Abstract
Opponents of conscientious objection in healthcare, such as Savulescu, argue that healthcare professionals cannot have a right to conscientiously object to provide professional services, because such a right would be incompatible with their professional obligations. Defenders of conscientious objection in healthcare typically respond to this line of argument by describing the professional obligations of healthcare professionals in a ‘top-down’ manner – making generalizations about the healthcare professions and the ways in which these are organized, and deriving claims about individual professional obligations from these generalizations which are compatible with a right to conscientiously object. I argue that such approaches don’t succeed in grounding individual professional obligations.

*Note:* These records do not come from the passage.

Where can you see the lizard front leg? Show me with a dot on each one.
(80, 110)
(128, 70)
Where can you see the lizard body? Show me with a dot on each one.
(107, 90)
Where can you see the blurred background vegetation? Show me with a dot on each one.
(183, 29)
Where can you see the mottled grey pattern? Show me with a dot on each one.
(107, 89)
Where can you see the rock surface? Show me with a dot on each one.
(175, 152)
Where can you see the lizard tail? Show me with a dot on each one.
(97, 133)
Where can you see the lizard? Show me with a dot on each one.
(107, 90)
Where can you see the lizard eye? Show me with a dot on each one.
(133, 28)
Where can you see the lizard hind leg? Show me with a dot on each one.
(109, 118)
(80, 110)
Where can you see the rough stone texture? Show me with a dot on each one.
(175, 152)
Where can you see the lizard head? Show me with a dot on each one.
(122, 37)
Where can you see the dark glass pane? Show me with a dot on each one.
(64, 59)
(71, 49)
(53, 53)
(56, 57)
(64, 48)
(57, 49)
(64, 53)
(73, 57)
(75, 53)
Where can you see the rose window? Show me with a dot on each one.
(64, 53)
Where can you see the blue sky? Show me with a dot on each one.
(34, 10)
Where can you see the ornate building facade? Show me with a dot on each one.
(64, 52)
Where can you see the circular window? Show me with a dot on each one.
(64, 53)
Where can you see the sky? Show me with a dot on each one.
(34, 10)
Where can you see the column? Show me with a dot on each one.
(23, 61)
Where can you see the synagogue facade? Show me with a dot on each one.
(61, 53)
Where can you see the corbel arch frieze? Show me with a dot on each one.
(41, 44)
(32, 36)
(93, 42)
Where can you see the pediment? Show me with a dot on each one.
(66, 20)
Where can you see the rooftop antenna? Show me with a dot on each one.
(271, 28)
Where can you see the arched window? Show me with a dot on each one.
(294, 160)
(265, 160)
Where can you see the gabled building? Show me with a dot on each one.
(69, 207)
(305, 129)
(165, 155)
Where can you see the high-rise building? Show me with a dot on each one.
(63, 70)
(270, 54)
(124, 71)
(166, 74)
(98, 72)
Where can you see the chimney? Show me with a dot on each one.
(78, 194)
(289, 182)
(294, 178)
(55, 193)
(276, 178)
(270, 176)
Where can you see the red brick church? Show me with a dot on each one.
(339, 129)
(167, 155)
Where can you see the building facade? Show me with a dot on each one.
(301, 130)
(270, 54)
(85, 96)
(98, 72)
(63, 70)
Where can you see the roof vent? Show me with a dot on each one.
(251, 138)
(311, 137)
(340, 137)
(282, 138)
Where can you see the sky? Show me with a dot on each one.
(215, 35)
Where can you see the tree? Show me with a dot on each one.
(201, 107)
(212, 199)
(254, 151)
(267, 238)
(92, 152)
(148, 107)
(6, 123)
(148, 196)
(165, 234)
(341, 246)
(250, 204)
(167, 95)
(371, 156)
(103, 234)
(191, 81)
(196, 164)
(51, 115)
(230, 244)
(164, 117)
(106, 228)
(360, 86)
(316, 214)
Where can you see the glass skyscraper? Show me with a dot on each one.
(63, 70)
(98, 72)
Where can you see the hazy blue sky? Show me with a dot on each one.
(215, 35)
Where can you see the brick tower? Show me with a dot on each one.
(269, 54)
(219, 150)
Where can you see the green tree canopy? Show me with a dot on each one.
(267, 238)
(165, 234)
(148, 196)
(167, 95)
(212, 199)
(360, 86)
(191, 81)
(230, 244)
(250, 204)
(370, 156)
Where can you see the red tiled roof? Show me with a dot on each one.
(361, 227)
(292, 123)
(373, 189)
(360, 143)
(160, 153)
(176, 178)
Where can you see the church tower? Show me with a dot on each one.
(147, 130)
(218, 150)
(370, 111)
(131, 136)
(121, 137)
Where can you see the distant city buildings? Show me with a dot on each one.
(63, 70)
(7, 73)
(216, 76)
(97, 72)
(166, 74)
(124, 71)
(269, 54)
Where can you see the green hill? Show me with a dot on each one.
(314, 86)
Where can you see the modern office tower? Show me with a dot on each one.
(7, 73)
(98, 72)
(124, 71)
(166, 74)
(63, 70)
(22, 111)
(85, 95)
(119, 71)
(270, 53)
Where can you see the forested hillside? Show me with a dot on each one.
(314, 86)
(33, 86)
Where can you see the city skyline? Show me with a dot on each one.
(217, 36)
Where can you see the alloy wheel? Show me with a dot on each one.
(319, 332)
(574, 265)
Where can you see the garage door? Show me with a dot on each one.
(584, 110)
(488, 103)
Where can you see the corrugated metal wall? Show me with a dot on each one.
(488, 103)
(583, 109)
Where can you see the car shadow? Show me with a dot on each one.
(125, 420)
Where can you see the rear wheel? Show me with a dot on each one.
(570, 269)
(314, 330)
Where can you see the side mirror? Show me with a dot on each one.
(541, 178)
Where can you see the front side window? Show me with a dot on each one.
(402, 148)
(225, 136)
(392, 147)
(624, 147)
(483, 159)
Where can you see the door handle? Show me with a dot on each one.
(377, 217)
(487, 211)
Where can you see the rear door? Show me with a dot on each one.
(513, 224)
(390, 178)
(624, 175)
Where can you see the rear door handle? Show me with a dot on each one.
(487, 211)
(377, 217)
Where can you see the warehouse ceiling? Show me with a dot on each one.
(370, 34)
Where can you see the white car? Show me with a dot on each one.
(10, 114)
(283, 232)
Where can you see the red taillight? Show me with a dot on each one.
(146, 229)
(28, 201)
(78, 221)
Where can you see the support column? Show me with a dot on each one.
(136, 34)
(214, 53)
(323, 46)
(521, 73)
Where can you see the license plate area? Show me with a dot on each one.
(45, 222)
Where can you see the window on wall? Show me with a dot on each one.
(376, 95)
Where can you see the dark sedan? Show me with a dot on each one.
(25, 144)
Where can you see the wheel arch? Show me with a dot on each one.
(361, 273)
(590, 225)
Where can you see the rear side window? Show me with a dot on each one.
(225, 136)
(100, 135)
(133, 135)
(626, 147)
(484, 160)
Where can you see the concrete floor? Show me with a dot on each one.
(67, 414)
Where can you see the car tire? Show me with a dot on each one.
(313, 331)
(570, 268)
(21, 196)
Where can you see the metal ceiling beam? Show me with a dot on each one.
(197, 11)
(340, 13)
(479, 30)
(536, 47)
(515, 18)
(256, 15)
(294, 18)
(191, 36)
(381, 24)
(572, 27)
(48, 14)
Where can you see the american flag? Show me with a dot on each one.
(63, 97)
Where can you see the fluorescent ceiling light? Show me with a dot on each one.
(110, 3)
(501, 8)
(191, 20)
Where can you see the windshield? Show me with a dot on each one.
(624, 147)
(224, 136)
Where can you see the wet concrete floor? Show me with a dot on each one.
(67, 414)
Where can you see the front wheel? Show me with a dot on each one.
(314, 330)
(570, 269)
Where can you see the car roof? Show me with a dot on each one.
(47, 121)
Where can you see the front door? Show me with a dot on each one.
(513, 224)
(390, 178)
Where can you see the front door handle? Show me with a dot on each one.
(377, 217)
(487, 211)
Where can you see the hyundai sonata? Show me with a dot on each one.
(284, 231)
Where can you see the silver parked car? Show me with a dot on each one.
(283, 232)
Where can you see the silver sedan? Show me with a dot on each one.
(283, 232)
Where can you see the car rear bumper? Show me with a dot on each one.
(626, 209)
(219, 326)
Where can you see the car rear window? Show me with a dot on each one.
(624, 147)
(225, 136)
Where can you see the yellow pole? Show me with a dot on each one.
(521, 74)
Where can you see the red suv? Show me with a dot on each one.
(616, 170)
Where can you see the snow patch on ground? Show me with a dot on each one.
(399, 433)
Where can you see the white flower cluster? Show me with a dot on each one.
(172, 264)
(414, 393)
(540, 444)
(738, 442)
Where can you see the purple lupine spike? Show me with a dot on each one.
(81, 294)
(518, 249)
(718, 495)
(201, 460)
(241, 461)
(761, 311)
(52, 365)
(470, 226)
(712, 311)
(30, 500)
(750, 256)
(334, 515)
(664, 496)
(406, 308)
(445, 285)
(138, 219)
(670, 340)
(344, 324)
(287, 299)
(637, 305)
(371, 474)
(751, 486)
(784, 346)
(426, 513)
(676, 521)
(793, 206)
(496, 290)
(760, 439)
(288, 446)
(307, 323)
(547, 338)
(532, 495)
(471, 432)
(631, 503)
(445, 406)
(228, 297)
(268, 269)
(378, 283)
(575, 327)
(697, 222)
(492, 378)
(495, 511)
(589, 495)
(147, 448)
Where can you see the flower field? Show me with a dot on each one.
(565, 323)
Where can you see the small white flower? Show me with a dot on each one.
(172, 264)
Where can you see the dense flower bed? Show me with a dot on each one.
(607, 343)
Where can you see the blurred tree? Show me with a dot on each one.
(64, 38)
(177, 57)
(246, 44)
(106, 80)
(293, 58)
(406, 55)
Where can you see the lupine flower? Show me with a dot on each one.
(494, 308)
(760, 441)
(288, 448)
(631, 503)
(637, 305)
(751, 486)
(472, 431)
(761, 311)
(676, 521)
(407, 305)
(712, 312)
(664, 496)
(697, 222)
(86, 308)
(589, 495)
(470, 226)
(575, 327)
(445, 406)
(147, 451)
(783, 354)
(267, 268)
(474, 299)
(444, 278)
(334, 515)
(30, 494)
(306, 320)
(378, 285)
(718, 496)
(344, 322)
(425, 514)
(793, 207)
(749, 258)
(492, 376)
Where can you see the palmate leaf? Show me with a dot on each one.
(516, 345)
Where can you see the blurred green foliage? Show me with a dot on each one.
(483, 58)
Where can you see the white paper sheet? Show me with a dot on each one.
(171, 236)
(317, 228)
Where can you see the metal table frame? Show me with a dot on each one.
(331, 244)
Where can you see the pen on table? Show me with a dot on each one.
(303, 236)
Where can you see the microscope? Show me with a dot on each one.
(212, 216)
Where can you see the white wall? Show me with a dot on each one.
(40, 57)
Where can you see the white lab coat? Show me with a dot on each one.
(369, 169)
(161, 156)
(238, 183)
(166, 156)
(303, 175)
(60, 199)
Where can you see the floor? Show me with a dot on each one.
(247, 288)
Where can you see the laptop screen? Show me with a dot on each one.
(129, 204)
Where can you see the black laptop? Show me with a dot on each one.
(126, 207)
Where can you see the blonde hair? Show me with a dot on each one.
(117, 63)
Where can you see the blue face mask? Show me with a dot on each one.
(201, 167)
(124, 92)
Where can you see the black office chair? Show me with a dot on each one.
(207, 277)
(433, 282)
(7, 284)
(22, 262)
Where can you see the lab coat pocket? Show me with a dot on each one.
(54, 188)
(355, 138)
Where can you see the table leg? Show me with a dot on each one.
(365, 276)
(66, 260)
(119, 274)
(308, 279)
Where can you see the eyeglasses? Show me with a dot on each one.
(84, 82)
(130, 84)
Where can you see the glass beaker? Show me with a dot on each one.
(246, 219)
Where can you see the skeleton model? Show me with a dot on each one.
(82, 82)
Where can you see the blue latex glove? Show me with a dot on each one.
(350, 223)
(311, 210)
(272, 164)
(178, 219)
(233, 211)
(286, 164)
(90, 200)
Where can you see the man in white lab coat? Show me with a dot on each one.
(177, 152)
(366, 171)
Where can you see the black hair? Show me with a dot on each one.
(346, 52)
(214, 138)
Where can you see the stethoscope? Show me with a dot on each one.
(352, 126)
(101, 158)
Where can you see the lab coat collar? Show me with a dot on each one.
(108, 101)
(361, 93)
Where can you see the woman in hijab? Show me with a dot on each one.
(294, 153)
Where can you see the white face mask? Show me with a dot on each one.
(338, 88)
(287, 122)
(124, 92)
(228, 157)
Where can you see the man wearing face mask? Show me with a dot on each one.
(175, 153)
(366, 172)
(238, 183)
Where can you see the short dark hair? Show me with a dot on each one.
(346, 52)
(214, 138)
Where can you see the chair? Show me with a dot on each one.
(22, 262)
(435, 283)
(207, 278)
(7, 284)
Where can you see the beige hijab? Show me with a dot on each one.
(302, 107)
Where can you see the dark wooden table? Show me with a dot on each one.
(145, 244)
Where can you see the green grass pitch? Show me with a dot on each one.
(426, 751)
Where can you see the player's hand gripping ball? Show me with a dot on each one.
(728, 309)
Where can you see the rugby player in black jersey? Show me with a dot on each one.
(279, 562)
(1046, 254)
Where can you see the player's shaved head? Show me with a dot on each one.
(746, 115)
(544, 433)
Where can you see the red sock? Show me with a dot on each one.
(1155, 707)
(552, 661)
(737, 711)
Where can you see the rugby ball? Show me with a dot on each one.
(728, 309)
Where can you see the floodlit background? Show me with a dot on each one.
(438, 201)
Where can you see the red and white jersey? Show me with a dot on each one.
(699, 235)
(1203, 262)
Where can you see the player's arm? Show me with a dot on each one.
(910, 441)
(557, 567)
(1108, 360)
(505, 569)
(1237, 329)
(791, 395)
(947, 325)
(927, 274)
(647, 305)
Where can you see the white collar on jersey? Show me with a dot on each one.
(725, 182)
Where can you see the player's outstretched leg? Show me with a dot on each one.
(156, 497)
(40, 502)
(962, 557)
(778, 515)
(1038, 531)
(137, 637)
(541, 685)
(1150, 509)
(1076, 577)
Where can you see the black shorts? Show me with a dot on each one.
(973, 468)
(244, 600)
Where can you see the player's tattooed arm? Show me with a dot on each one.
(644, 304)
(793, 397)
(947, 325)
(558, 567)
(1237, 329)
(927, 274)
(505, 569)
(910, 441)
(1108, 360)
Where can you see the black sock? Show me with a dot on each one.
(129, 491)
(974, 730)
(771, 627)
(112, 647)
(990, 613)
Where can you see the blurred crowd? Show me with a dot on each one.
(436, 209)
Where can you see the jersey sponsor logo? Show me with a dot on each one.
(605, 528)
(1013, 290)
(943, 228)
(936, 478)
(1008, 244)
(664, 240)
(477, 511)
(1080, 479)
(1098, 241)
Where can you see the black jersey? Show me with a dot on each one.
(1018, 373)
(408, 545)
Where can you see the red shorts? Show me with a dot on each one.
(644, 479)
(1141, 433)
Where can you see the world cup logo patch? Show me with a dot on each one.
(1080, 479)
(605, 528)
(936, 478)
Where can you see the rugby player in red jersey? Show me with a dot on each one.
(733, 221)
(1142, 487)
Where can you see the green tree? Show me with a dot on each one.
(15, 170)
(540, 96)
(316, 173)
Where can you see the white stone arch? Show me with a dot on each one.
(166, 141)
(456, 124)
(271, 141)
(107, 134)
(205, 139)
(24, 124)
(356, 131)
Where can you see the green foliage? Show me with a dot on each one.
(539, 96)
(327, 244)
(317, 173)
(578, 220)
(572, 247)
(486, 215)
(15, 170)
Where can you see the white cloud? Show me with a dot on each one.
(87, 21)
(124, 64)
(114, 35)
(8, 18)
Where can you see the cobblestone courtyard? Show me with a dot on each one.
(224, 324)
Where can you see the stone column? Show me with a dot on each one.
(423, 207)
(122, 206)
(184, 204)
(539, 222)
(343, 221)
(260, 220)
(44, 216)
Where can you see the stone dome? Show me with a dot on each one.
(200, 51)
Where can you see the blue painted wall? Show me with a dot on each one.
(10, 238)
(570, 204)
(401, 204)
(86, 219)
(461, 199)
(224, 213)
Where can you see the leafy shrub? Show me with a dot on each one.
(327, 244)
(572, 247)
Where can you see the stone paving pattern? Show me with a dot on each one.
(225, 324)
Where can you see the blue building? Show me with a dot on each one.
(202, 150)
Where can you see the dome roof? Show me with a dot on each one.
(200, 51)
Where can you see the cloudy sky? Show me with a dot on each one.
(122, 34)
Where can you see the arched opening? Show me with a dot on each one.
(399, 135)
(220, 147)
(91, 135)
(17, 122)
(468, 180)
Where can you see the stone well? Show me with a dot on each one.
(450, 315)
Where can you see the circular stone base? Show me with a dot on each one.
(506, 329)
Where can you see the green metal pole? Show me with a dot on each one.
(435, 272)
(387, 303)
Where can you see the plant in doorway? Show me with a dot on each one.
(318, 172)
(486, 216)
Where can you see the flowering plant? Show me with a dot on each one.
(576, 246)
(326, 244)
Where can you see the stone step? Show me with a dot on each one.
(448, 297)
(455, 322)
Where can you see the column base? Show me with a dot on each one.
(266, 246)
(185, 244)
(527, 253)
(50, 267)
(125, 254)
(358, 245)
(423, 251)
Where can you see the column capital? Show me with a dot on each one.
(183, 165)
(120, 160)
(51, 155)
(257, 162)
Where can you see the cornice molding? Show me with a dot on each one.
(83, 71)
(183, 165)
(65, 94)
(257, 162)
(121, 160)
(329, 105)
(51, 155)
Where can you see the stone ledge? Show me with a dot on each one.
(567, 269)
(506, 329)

What we need to do instead is to approach this issue ‘bottom up’. The best way to determine what exactly the professional obligations of healthcare professionals are, and to determine whether or not these are compatible with a right to conscientiously object is to focus our attention on the issue of how individual professional obligations are acquired in the healthcare professions. When we do this we arrive at some surprising results, which I outline.
Speaker
Steve Clarke is a Research Fellow at the Wellcome Centre for Ethics and Humanities and the Uehiro Centre for Practical Ethics. He works on a range of projects in bioethics, including projects on conscientious objection in healthcare and on the role of sacred values in healthcare decision making. He was lead investigator on two recent Australian Research Council discovery grants. Steve is the author of two books, co-editor of four books and the author of seventy five journal articles and chapters in books. His papers have appeared in such journals as the American Philosophical Quarterly, the British Journal for the Philosophy of Science, Synthese and the Canadian Journal of Philosophy.